How to make the most of it
It is difficult to pinpoint a good time to buy defensive consumer stocks as they are rarely “for sale”. When everyone in the market is making money and growth stocks are getting the most love, you have a chance to buy unloved consumer staples. This is the type of investment that you will almost regret making the investment in a bullish year. They often lag behind and show minimal growth during the boom times. On the flip side, if panic spreads, these companies will keep going and make sure your portfolio doesn’t break.
Most industries are best for high income investors.

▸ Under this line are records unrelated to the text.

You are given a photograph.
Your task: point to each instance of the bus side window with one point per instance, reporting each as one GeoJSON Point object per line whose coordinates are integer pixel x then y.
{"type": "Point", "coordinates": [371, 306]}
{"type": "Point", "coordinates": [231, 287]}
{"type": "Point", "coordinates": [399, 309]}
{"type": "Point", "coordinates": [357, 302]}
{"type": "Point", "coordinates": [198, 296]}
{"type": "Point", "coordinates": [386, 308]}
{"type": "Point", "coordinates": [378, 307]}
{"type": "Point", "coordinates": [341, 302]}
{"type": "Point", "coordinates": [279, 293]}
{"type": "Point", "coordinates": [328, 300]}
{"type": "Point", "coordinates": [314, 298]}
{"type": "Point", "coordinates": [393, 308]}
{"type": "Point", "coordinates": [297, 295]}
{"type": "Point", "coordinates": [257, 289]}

- Market capitalization: 160B
- Yield: 0.76%
- Revenue growth (5 years, annualized): 7.49%
- EPS growth rate (5 years, annualized): 10.93%
- Dividend growth rate (5 years, annualized): 12.33%
Costco, the leading warehouse club, had 795 stores worldwide at the end of fiscal 2020. Most of the sales are in the United States (73%) and Canada (13%). It sells memberships that allow customers to shop at its warehouses, which offer low prices on a limited range of products. Costco is primarily aimed at individual buyers, but approximately 20% of paid members have business memberships. Groceries and sundries accounted for 42% of sales in fiscal 2020, with hardlines accounting for 17%, ancillary businesses (such as fuel and pharmacies) nearly 17%, fresh groceries 14% and softlines accounting for 10%.

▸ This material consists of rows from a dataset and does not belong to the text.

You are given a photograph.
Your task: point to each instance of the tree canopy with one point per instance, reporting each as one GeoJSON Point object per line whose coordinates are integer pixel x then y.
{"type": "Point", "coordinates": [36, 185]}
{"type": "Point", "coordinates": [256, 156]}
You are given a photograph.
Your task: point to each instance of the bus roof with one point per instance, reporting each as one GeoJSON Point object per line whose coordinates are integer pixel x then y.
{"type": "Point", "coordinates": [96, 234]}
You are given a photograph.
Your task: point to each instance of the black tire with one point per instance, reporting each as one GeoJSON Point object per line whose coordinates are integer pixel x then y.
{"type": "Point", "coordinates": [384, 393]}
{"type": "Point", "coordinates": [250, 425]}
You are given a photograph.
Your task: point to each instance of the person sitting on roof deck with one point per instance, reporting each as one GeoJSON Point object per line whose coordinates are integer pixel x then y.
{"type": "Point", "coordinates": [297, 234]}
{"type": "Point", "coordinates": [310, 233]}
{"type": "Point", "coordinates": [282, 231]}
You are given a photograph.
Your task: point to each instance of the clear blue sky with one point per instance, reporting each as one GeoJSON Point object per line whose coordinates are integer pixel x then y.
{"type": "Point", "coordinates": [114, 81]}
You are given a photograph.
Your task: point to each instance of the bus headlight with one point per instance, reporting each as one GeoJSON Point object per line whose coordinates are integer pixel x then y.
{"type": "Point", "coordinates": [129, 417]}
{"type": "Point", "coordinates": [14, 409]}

Costco has a unique business model: the members are convinced that they have made the best possible offer with their two baskets full of goods. It’s convenient to do your grocery shopping, buy your TV for the Super Bowl, buy your trainer shoes for your 10km, and pick up the medicine for your little one … all in the same place! Costco is the all-you-can-eat business. It’s also one of the few retailers to claim everything is going well without it being a white lie. COST shows strong sales growth for the decade. The business model will continue to grow, and since customers are also members, they tend to prioritize their purchase from Costco. With over 90 million members and a renewal rate of around 90%, COST is a stable choice for your portfolio.
Procter & Gamble (PG)
- Market capitalization: 330B
- Yield: 2.30%
- Revenue growth (5 years, annualized): -2.46%
- EPS growth rate (5 years, annualized): -10.86%
- Dividend growth rate (5 years, annualized): 11.40%
Since its inception in 1837, Procter & Gamble has grown to become one of the world’s largest manufacturers of consumer goods, with annual sales of nearly $ 70 billion. The company works with a number of leading brands, including 21 with annual sales of more than $ 1 billion worldwide, including Tide Laundry Detergent, Charmin Toilet Paper, Pantene Shampoo, and Pampers Diapers. P&G sold its last remaining grocery brand, Pringles, to Kellogg in 2012. Sales outside the home country account for around 55% of the company’s consolidated total, with around a third coming from emerging markets.
When buying PG stock, your goal must be to have a steady and increasing flow of income. Procter & Gamble is likely more stable than most bonds and pays a higher rate of return. There are no immediate threats that could threaten the dividend in the future. PG is a strong core investment no matter how much you pay for it. With the company still on the verge of transitioning out of the brand portfolio, it may be a good time to take a position. We can clearly see that a trend has been developing since mid-2018. With the market volatile, PG is the type of company that will continue to pay its debts with no worries. It’s no surprise to see such hype surrounding the stock.